Il morbo di Parkinson potrebbe aumentare i rischi di una positività da Coronavirus? Se lo è chiesto un gruppo di ricercatori del Centro Parkinson e Parkinsonismi dell’ASST Gaetano Pini-CTO di Milano, in collaborazione con la Fondazione Grigioni per il Morbo di Parkinson. La ricerca è già stata pubblicata su Movement Disorders; il presidente della fondazione ne ha parlato come del più significativo studio sul morbo per il numero dei pazienti coinvolti. Come detto, lo studio mirava a stabilire se una persona malata di Parkinson possa contrarre il Coronavirus in una forma più seria, con maggiori rischi e un tasso di mortalità più alto. Dalla ricerca effettuata su 1486 pazienti, afferenti al centro dell’ASST, sembrerebbe che la risposta sia negativa ma vediamo nel dettaglio quello che è emerso.



IL PARKINSON NON AUMENTA I RISCHI DI CORONAVIRUS

Ovvero, che i pazienti non sono più esposti al Coronavirus né, qualora lo abbiano contratto, hanno manifestato sintomi più gravi dell’infezione. I pazienti coinvolti nell’esperimento sono tutti residenti in Lombardia, in più c’erano 1207 familiari utilizzati come gruppo di controllo. Quello che i risultati mostrano è che i due gruppi sono sovrapponibili: questo sia per quanto riguarda il tasso di mortalità che le manifestazioni cliniche dell’infezione. Febbre, tosse e congestione nasale sono stati tra i sintomi più ricorrenti in entrambi i gruppi.
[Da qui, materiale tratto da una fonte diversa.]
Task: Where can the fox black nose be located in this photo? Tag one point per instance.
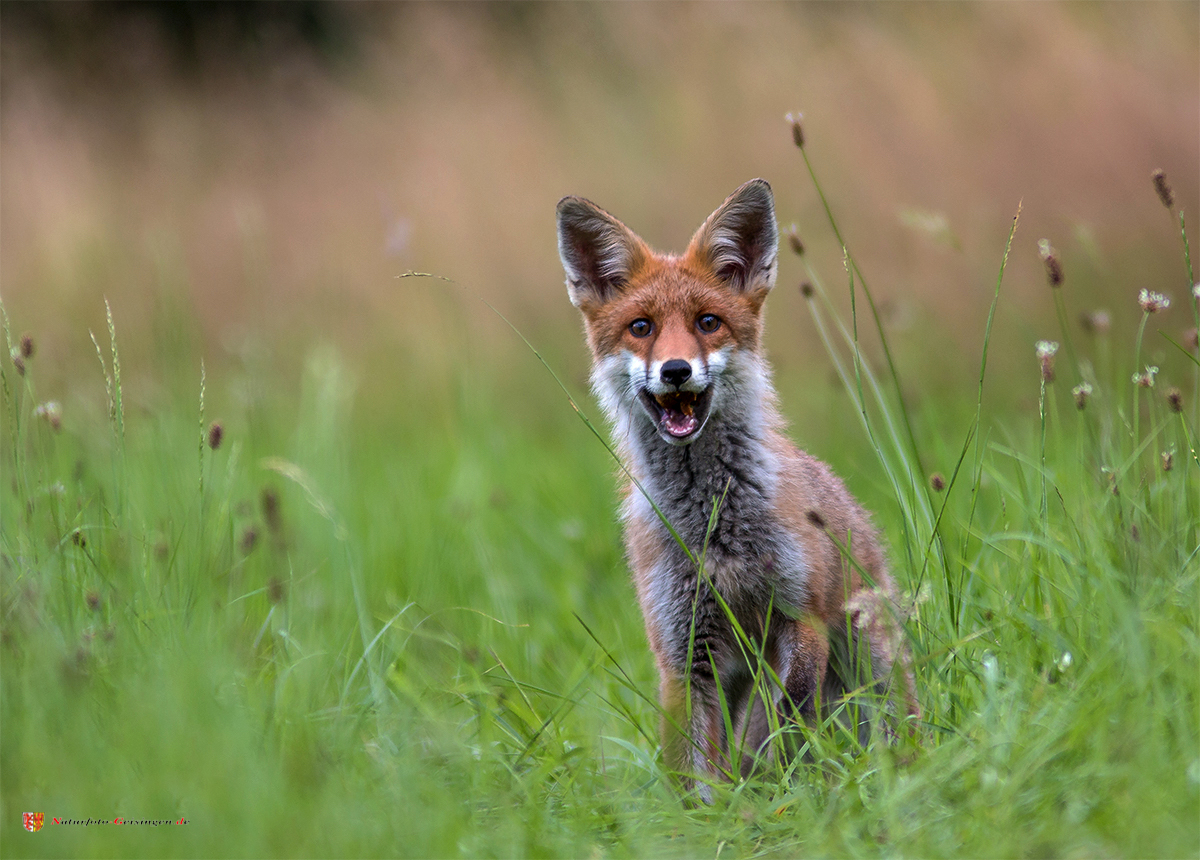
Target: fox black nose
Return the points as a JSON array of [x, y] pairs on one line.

Le differenze paradossalmente sono state a “favore” dei parkinsoniani, che hanno manifestato un minor tasso di difficoltà respiratoria e una percentuale inferiore di ospedalizzazione.



I motivi? Li ha spiegati il comunicato: le difficoltà respiratorie non sono state considerate come conseguenza del Coronavirus perché tra i malati di Parkinson si manifestano comunque, mentre i ricoveri non sono frequenti tra gli affetti da questo morbo che, solitamente, vengono curati a casa. Lo studio ha anche analizzato quali siano i possibili fattori di rischo per Covid-19 nei pazienti malati di Parkinson. Sono emersi altri fattori rispetto a quelli già conosciuti, per esempio l’età giovanile e la mancanza di supplementi a base di vitamina D. Gianni Pezzoli, presidente della Fondazione, ha detto che l’età anagrafica potrebbe essere la conseguenza di misure preventive più aggressive adottate negli anziani; merita invece un’analisi più approfondita l’assenza di vitamina D, che è in grado di ridurre il rischio di infezione.